Alexandria workshop unearthed by archaeologists in Egypt

(ORDO NEWS) — The archaeological mission of the Supreme Council of Antiquities of Egypt discovered an ancient workshop for the manufacture of pottery vessels dating back to the beginning of the Roman era.

According to the website of the Egyptian Ministry of Antiquities, the discovery was made by a team of archaeologists working at the Tibet Matruh site, west of Alexandria. She managed to find a workshop for the manufacture of amphoras.

As explained by Dr. Mustafa Vaziri, secretary general of the Supreme Council of Antiquities, the workshop consisted of a group of furnaces, two of which the archaeologists managed to unearth. Interestingly, they were carved into the rock. One of the ancient furnaces is in good condition.

The workshop has been dated to the Roman period, but, according to experts, it could have been used for several centuries.

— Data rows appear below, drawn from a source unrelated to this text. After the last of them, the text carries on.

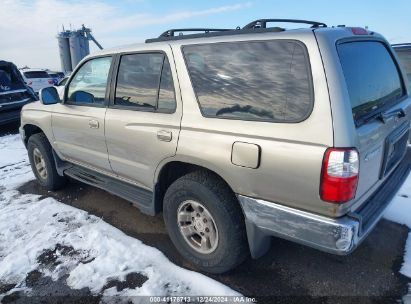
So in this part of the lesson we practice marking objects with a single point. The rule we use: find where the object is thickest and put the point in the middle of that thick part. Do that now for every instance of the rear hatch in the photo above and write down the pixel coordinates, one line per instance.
(380, 109)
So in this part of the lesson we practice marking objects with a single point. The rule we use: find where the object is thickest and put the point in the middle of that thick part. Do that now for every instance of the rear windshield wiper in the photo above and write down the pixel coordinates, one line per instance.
(382, 116)
(386, 115)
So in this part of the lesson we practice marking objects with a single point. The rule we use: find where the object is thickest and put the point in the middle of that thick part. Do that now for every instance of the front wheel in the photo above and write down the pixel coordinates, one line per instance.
(205, 222)
(42, 162)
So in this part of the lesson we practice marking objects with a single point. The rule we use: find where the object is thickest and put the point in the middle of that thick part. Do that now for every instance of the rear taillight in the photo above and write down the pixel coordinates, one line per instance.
(340, 175)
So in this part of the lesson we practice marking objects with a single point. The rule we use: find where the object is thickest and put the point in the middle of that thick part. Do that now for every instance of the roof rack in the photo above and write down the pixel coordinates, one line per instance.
(262, 23)
(257, 26)
(225, 32)
(170, 33)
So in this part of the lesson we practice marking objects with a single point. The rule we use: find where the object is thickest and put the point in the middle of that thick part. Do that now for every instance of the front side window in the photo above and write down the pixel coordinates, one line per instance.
(144, 82)
(259, 80)
(90, 82)
(36, 74)
(405, 59)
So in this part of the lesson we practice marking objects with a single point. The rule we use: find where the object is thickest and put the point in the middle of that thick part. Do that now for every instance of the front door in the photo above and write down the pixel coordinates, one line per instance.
(78, 123)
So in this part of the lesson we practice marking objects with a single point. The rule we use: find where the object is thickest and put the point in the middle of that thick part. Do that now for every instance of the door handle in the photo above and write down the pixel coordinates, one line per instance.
(164, 135)
(93, 124)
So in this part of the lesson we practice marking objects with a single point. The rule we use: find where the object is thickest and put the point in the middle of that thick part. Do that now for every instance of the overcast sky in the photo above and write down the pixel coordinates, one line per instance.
(28, 29)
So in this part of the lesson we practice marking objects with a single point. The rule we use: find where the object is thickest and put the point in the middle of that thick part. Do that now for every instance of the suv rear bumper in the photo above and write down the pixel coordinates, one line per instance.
(334, 235)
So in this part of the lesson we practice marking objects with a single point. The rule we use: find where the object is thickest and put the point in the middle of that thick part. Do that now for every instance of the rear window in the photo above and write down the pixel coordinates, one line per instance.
(371, 76)
(36, 74)
(259, 80)
(405, 59)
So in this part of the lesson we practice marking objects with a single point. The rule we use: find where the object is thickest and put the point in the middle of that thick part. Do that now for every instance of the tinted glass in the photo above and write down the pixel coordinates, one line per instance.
(90, 82)
(266, 80)
(166, 97)
(371, 75)
(138, 80)
(405, 60)
(36, 74)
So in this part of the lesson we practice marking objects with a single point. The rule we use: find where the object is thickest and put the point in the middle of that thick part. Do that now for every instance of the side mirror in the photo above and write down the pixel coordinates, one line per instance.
(49, 96)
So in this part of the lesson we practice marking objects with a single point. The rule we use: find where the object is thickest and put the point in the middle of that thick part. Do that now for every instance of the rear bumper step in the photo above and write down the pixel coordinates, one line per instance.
(334, 235)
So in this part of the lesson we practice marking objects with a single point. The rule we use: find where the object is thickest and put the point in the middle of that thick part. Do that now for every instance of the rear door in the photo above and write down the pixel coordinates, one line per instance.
(380, 107)
(143, 118)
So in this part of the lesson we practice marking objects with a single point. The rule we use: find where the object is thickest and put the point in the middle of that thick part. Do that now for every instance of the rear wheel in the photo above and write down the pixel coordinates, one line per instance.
(205, 222)
(42, 162)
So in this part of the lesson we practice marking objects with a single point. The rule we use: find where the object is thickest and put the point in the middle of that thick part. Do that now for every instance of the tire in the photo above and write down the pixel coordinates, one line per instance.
(230, 247)
(40, 150)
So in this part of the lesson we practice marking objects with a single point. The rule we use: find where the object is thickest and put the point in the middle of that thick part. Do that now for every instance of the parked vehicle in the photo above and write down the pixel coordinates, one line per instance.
(404, 54)
(235, 135)
(37, 79)
(56, 76)
(14, 94)
(60, 86)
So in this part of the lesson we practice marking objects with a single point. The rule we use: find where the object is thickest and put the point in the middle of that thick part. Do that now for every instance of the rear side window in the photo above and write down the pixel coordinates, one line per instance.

So, in the northern section of this object, the remains of a lime kiln, which dates back to the Byzantine era, were found. The mission was also able to locate a building located south of two rock ovens. Scientists suggest that this could be a warehouse for storing tools – items for the daily use of a large group of workers.

The remains of several limestone buildings were also found, inside of which dishes and various utensils were found.

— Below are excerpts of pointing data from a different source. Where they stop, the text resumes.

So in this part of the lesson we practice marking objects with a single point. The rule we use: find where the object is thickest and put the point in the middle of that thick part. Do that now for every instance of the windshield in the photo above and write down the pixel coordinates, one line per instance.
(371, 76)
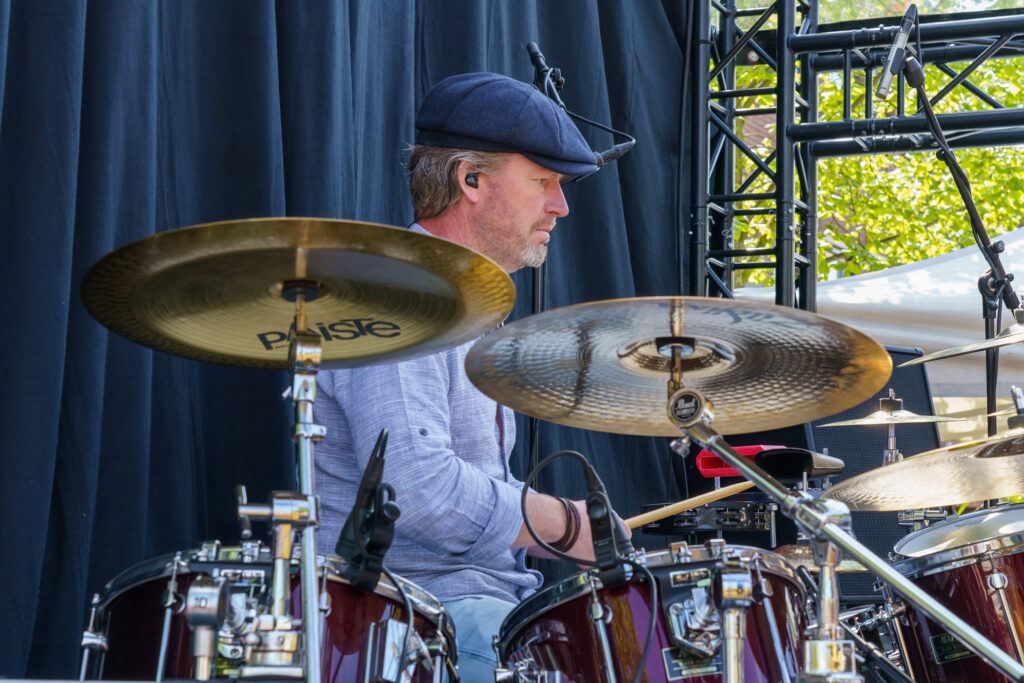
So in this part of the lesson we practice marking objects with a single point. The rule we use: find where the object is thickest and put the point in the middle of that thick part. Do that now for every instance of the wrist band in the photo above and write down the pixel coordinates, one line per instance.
(572, 523)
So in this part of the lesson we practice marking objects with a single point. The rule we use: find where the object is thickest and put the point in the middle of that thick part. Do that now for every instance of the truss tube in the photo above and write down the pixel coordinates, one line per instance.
(901, 143)
(784, 160)
(807, 283)
(933, 55)
(832, 41)
(723, 178)
(701, 123)
(807, 132)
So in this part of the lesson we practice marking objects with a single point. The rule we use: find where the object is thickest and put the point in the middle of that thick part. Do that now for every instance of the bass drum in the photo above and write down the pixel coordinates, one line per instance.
(364, 632)
(580, 631)
(973, 565)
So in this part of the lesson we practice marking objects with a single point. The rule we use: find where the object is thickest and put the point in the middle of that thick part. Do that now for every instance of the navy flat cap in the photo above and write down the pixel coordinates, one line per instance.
(494, 113)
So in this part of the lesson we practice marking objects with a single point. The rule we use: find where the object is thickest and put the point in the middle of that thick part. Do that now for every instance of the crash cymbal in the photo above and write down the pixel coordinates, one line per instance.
(962, 473)
(900, 417)
(598, 366)
(1012, 335)
(214, 292)
(804, 556)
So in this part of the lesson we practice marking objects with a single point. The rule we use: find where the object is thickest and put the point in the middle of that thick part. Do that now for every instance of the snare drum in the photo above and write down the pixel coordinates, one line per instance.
(579, 631)
(363, 632)
(973, 565)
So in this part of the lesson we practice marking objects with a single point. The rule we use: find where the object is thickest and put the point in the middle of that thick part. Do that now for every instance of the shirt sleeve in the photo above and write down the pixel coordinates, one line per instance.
(448, 505)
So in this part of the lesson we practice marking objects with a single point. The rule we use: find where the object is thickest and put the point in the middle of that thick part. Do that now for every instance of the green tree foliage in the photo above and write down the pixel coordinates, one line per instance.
(884, 210)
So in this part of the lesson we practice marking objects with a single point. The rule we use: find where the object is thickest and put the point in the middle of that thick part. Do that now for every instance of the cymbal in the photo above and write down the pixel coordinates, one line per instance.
(598, 366)
(804, 556)
(899, 417)
(215, 292)
(1012, 335)
(961, 473)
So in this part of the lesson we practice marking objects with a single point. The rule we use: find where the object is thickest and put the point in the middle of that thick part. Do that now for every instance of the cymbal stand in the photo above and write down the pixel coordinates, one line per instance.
(827, 522)
(994, 285)
(891, 404)
(290, 510)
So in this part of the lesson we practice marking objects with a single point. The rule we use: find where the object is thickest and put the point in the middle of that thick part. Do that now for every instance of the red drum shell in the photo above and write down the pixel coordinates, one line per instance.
(962, 579)
(552, 631)
(131, 616)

These buildings date back to the era of the Ptolemaic dynasty. They were probably used for different purposes. Thus, one of the premises, as determined by the experts, was residential. It was intended for temporary accommodation of workers.

Other premises were used as manufactories. Millstones, amphoras, various types of weights and spindles were found inside them.

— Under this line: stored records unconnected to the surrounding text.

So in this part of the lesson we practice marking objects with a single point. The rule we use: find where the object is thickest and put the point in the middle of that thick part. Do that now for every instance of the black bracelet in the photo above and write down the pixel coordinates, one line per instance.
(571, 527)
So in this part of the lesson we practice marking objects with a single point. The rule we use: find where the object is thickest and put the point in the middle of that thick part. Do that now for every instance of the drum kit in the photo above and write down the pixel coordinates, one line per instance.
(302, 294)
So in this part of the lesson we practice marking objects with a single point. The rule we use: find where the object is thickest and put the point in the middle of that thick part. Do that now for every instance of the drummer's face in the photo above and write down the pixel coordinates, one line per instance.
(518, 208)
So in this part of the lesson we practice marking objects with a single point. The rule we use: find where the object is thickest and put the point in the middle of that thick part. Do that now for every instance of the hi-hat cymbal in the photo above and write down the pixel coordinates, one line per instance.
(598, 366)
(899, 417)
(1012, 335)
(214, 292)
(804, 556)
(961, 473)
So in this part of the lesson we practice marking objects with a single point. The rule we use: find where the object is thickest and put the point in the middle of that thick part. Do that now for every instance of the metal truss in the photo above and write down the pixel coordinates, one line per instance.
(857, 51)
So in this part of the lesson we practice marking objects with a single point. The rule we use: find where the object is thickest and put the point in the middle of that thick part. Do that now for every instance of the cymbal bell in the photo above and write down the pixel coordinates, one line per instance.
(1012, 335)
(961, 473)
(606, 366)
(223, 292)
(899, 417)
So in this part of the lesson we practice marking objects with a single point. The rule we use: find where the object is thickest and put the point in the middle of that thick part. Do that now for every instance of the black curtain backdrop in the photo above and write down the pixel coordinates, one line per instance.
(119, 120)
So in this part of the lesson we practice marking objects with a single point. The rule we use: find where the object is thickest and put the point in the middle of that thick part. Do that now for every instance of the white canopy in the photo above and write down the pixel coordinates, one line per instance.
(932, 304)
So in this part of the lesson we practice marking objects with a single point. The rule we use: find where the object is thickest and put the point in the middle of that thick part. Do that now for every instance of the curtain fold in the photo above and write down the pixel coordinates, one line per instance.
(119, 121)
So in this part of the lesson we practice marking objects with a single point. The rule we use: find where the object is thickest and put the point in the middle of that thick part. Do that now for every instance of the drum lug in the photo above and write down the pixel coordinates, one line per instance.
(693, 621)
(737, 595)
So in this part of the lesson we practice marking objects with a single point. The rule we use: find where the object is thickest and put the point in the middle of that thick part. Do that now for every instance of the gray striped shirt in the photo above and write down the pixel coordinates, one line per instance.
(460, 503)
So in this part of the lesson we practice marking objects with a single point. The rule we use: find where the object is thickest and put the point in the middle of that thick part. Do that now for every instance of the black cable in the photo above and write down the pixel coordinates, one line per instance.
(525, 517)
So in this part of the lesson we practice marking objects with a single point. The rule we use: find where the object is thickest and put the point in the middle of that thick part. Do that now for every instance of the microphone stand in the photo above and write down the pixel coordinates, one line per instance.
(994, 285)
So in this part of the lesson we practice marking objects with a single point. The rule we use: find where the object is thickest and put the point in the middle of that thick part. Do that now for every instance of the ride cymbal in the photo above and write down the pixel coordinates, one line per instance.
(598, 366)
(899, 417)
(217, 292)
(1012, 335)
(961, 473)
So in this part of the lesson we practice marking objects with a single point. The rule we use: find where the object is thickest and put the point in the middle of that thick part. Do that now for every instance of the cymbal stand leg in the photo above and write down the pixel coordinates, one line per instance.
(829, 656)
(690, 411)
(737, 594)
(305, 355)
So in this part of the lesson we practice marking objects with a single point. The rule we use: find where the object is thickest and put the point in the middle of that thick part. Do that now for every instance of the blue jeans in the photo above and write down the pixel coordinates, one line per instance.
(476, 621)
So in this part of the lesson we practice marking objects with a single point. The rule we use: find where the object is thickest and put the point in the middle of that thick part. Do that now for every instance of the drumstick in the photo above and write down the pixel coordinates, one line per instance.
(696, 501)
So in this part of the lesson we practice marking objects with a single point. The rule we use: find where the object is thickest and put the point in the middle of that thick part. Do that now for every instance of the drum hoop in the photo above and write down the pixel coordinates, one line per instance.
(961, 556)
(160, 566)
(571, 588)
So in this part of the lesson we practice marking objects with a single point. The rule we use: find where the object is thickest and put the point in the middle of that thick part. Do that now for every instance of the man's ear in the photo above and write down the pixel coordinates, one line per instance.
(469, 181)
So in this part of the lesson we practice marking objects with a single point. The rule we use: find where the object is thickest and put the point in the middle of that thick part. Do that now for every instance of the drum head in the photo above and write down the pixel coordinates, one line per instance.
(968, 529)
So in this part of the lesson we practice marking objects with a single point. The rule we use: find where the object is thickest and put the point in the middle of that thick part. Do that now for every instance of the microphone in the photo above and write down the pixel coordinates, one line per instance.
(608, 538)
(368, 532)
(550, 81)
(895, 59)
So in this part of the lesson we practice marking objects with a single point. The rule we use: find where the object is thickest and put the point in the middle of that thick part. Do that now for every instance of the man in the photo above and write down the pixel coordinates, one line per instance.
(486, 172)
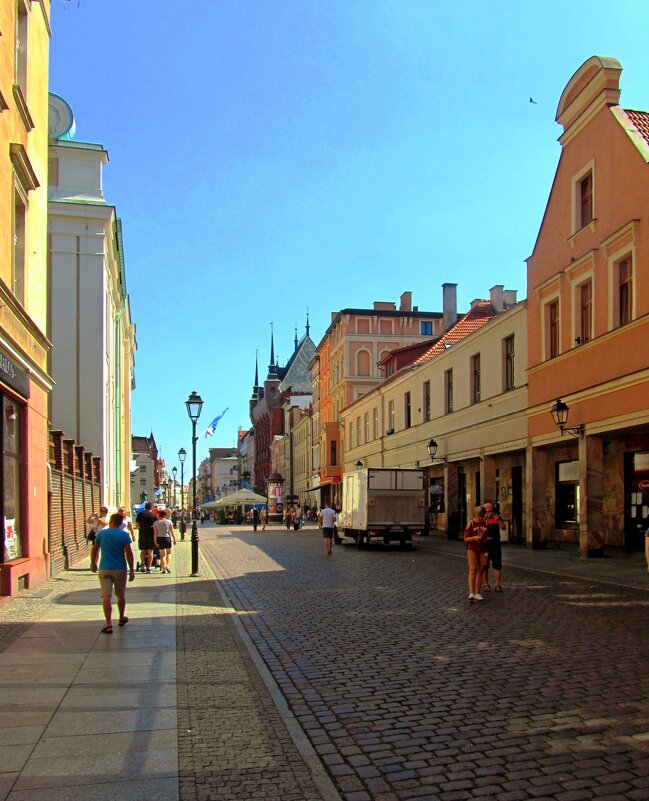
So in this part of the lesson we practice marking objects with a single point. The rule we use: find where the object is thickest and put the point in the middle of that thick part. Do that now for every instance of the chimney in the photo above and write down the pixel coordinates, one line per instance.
(406, 302)
(496, 297)
(449, 305)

Another room may have been used for cooking and selling food. Inside it, the remains of amphorae were also found, in which fish bones were preserved. Cooking ovens were also excavated there, and a large number of coins were found on the floor of these rooms.

Another excavated room was used for religious rituals. It differs from other rooms by a platform built on top of the floor.

Fragments of terracotta statues were found on it. These figurines are poorly preserved, however, scientists have found that some of them depicted the god Harpocrates. Some figurines, apparently, depicted the current ruler.

According to Ibrahim Mustafa, head of the archaeological mission, his team collected a rather large collection of ancient coins during field work, most of which date back to the Ptolemaic era.

The mission also found parts of terracotta statues of gods and women, an amulet and a feathered crown of the god Bes, one of the most mysterious and revered gods of Ancient Egypt, who was depicted as a dwarf.

In addition, archaeologists have found a considerable number of fish hooks and a boat anchor. Also, about a hundred burials were found in the vicinity of the workshop.

Scientists suggest that in an earlier era a large number of rock-cut tombs were located here. However, this “cemetery” by the time the workshop was built, probably had long been abandoned.